Valor econômico, v.19, n.4569, 16/08/2018. Finanças, p. C1

 

Estrangeiros mantêm mais de US$ 38 bi para enfrentar eleição

Angela Bittencourt

16/08/2018

 

 

Há 46 pregões consecutivos, investidores estrangeiros mantêm mais de US$ 30 bilhões aplicados em instrumentos cambiais negociados no segmento de derivativos (BM&F) da B3. Estão "comprados" em contratos de dólar futuro e cupom cambial. Acreditam, portanto, que a tendência do preço do dólar é de alta. Desde a primeira semana de junho, a posição total desses investidores só cresce.

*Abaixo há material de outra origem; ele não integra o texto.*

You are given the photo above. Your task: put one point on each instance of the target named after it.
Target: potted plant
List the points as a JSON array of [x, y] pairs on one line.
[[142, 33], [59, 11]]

Na segunda-feira, alcançou US$ 38,233 bilhões, aproximando-se do recorde absoluto - de US$ 38,856 bilhões - registrado em 28 de maio de 2015 e que poderá ser ultrapassado ainda nesta semana.

A escalada dessas aplicações pode significar uma simples aposta no fortalecimento do dólar em relação ao real ou um hedge para outras aplicações financeiras feitas no Brasil - uma espécie de seguro para compensar ao menos parcialmente eventuais perdas em outras operações.

    Os estrangeiros atuam na BM&F - especificamente em câmbio - desde a década de 1990 e, ao longo do tempo, o seu posicionamento (na ponta de compra ou na ponta de venda) tornou-se revelador sobre os cenários econômico e político do país.

    Não é exagero supor que os investidores estrangeiros percebem o Brasil, hoje, à beira do desconhecido. Em 2015, quando o mercado levou as posições "compradas" em câmbio ao nível recorde, também era essa percepção dos investidores.

    Contudo, há uma relevante diferença a considerar entre os dois momentos: em 2015, não só o mercado financeiro, mas a sociedade brasileira assistia ao desmonte de um governo recém-empossado com a reeleição de Dilma Rousseff ao segundo mandato e que acabou com dois anos de antecedência, interrompido pelo "impeachment" da então presidente. Neste 2018, o Brasil caminha para um governo que vai se impor, a partir do resultado das eleições de outubro. A contagem regressiva para o pleito já começou, os principais candidatos à presidência da República estão escalados, mas poucos se arriscam a avaliar ou descrever que Brasil sairá das urnas.

    Dois instrumentos cambiais estão à disposição de investidores na bolsa brasileira: contratos de dólar para liquidação futura e contratos de cupom cambial. Os investidores estrangeiros revelam preferência crescente pelo cupom - um ativo equivalente à taxa de juro em dólares no Brasil. Calculado a partir da diferença entre a taxa Selic e a desvalorização do real ante o dólar, o cupom cambial representa, para o investidor estrangeiro, a remuneração em reais que ele vai receber pelos dólares aplicados no Brasil.

    Em maio de 2015, quando as posições em aberto dos estrangeiros em derivativos cambiais chegou à marca histórica - agora ameaçada -, para cada contrato de dólar futuro sequer existiam dois contratos de cupom cambial. No início desta semana, para cada contrato de dólar futuro existiam cinco contratos de cupom. De 2015 até agora, o montante de posições em aberto na B3 em cupom cresceu 23%, enquanto os futuros de dólar caíram à metade.

    Para o especialista em instrumentos derivativos Pablo Spyer, diretor de operações da Corretora Mirae Asset, maior demanda por cupom cambial indica preferência dos investidores por um hedge cambial de prazo mais longo. Ou seja, um seguro contra variações no preço do dólar por mais tempo. "Esse interesse indica que os investidores estrangeiros acreditam [ou temem] que o nível do dólar não esteja adequado [às condições presentes no cenário econômico]. E, portanto, a moeda pode se desvalorizar mais. Essa expectativa justifica a disposição dos investidores em travar preços para a moeda estrangeira por períodos mais longos", explica Spyer ao Valor.

    Uma razão técnica para a preferência por cupom é a perspectiva de rolagem das posições com mais frequência. "No contrato futuro de dólar, como a rolagem é mensal, a liquidez é baixa. Para ter a liquidez necessária pode ser preciso pagar preços absurdos." No início desta semana, a BM&F registrava 667 mil contratos de dólar futuro abertos e 3,8 milhões de contratos de cupom cambial.

    O diretor da Corretora Mirae Asset considera, porém, que o custo da rolagem é complementar à decisão de fazer hedge. "Podemos inferir que os estrangeiros elevam posições porque acreditam que existem riscos locais ainda não captados pela taxa de câmbio."